Tending to what remains
There were no family members looking on as a minister read the committal service in Merritt’s Pineridge Cemetery on Aug. 15.
That was the point.
For the second time in his career, Paul Wright was overseeing a burial for those left behind — in this case, 42 people whose cremated remains had never been picked up from the Merritt Funeral Chapel.
In many cases, the final laying to rest was 40 years in the making.
“Only two of them were from our time owning Merritt Funeral Chapel, since 1988,” Wright explains.
“All the rest of them were pre-1988, that we inherited.”
But, when Wright’s family sold the chapel earlier this year, its new owners didn’t want the decades-old remains passed on to them.
“They wanted a clean slate,” he says.
Under B.C. law, Wright didn’t have to stage a funeral — nor did the chapel need to hold onto the remains as long as it had.
If remains aren’t picked up after a year, the province’s Cremation, Internment and Funeral Service legislation allows a funeral home to throw them out after providing sufficient notice it intends to do so.
However, Wright said that option didn’t sit well with him.
“I didn’t think that was appropriate,” he says, noting the remains were originally supposed to go into a common grave in Kamloops’ Hillside Cemetery.
That vault already holds the remains of 300 people whose ashes were left at Schoening Funeral Service in Kamloops between 1961, when the Wright family took it over, and 1995.
But, before the burial could take place, Wright got a call from a Merritt city councillor, asking that the remains stay local.
“I found it a bit ironic that they went unclaimed for 30, 40 years and then, when it did come time to bury them, that they wanted them buried in Merritt,” he says.
The city agreed to donate a grave and allow the mass burial and the ceremony proceeded.
Wright paid for the opening and closing of the grave and for an impermeable liner, which will keep the remains from becoming damaged.
“We wanted to do it respectfully and I think we achieved that,” he says.
A similar burial is planned for October in Kamloops, involving the remains of eight or 10 people.
As in Merritt, Wright says the new owners of Schoening don’t want to take on the old remains.
Wright says there are a number of reasons a person’s ashes may go unclaimed.
Family members may live out of town and arrange a cremation via email for a relative who was living in a care home here.
“They’ll tell us, ‘Well, next time we’re in Kamloops we’ll pick them up’ and they never show up.

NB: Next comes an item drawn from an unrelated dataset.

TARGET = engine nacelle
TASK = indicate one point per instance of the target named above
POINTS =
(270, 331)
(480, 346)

There are those sorts of things,” Wright says.
In other cases, the remains may be those of an indigent person or of someone with no surviving relatives left to pick them up.
“It really is unfortunate,” Wright says.
“And, we thought about that while we were at the graveside [in Merritt]. Here are 42 people that really had nobody left.”
However, the Merritt burial plans did lead to a few long-awaited pickups.
The Merritt Funeral Chapel advertised twice in the Merritt Herald a list of the individuals slated for internment and was able to reunite the remains of 11 people with family members.
The remains of another man were left out after Royal Canadian Legion members contacted the chapel, suggesting he may be eligible for a veteran’s plot.
In Kamloops, reunions have continued since the 1995 burial.
On at least two occasions, Wright says, people have paid to have the grave opened and remains removed at “considerable expense.”
While he is not aware of any other B.C. funeral home that buries its unclaimed remains, Wright says that possibility of retrieval years down the line is one reason not to toss the ashes out.
“And,” he adds with a laugh, “that’s bad karma.”